A fare il punto è il direttore generale dell’Ulss 1 Dolomiti, Giuseppe Dal Ben, che spiega come il sistema sanitario si sia preparato in modo specifico anche per questa seconda fase dei Giochi.
“Ci siamo preparati anche per queste Paralimpiadi con dei corsi di formazione sul campo, quindi direttamente in pista, che ci hanno preparati ad intervenire nelle situazioni più difficili e più particolari che si possono presentare”, spiega Dal Ben.
Un lavoro che ha coinvolto medici, infermieri e personale sanitario impegnati nelle strutture presenti a Cortina e nelle altre sedi operative legate alle competizioni.

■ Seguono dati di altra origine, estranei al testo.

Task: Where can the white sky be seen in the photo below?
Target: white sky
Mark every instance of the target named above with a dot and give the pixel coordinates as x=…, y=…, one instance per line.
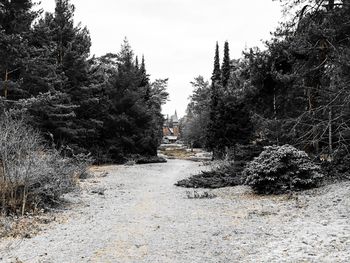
x=177, y=37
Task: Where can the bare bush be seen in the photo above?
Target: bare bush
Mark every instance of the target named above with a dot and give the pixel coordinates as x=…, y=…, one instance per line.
x=32, y=176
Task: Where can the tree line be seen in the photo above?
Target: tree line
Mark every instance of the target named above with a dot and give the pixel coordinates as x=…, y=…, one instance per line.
x=103, y=105
x=295, y=92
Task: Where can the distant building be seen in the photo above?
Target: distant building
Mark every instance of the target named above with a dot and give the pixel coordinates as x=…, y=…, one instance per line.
x=171, y=131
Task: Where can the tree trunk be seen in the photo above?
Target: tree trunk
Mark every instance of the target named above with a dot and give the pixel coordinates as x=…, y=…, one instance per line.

L’obiettivo è garantire interventi tempestivi e adeguati anche in presenza di condizioni sanitarie più complesse.
Il sistema di emergenza resta sostanzialmente lo stesso già utilizzato durante le Olimpiadi. “Abbiamo il nostro pronto soccorso che rimane invariato rispetto al periodo olimpico, perché è un pronto soccorso attrezzato di tutto punto”, sottolinea il direttore generale.
Accanto al pronto soccorso, però, sono stati potenziati alcuni servizi specialistici. In particolare è stato rafforzato il poliambulatorio, con la presenza di ulteriori specialisti per rispondere alle diverse esigenze degli atleti paralimpici.
“Abbiamo aggiunto altri specialisti per quanto riguarda il poliambulatorio – aggiunge Dal Ben –. Le tipologie di intervento riguardano persone che hanno disabilità anche molto diverse tra loro. In base alla disabilità che la persona presenta sappiamo come intervenire”.
Un’organizzazione costruita nei mesi precedenti ai Giochi e che punta a garantire la massima sicurezza sanitaria durante tutto il periodo paralimpico.